Au début des années 80, nous travaillions avec eux sur le développement de compétences relationnelles saines, l’identification de leurs émotions, leur maîtrise de soi, ainsi que sur leur gestion de la colère, entre autres questions connexes.

C’est alors que des femmes battues de Duluth, dans le Minnesota, ont commencé à se réunir pour discuter de l’impact que la violence avait eue sur leur vie.

Il en est ressorti que les hommes qui les battaient ne les agressaient pas seulement physiquement, mais contrôlaient aussi où elles allaient, à qui elles parlaient, ce qu’elles portaient, où elles travaillaient, si elles en avaient le droit, comment leur argent était dépensé, quand, avec qui et comment elles avaient des relations sexuelles, comment les enfants étaient élevés, comment le travail domestique était réparti dans le foyer. Vous voyez le tableau.

En gros, des hommes contrôlaient des femmes pour obtenir ce qu’ils voulaient… et la menace de et/ou l’usage de la violence étaient le moyen qu’ils utilisaient pour parvenir à leurs fins.

À l’époque, dans les groupes de parole que j’animais, je formais ces hommes à faire preuve d’assertivité en cas de conflit avec leur femme ou leur petite amie, en leur apprenant à accéder à leurs sentiments et à les exprimer de manière appropriée.

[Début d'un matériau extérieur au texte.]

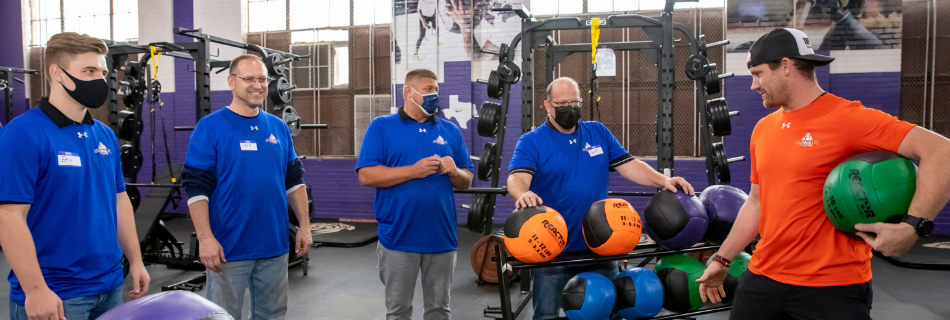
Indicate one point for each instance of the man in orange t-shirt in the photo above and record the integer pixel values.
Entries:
(803, 268)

Je les renvoyais ensuite chez eux pour qu’ils mettent ces acquis en pratique. La semaine suivante, ils revenaient et me signalaient que leurs nouvelles “compétences” en matière d’assertivité ne fonctionnaient pas.

Je leur avais alors demandé pourquoi et ils m’avaient répondu : “Parce qu’elle continue à faire A, B, C et D et qu’elle n’a pas voulu faire X, Y et Z.” C’est-à-dire faire ce que lui voulait.

J’ai alors compris que j’enseignais aux hommes différentes compétences relationnelles et de communication et qu’ils ne les mettaient en pratique que pour tenter de contrôler les femmes avec encore plus d’efficacité.

Quel était donc leur objectif ? Pourquoi déployer un tel comportement contrôlant et abusif ?

Un soir, j’ai commencé notre réunion en leur demandant quel était, selon eux, les bénéfices qu’ils retiraient de leur violence.

Au début, ils se sont tous regardés et ont répondu : “Il n’y a aucun bénéfice à cela”.

Cela ne m’a pas surpris, car les hommes violents nient systématiquement leurs actes, tout comme ils nient leurs intentions.

Je leur ai donc dit : “Eh bien, il doit y avoir certains bénéfices à cette violence ; sinon, pourquoi le faire ?” Ils se sont à nouveau regardés, puis l’un d’entre eux a finalement admis qu’il y avait certains bénéfices à en retirer ; puis ils ont tous repris la parole jusqu’à ce que le tableau en quatre par trois sur lequel j’écrivais leurs réponses, soit intégralement rempli.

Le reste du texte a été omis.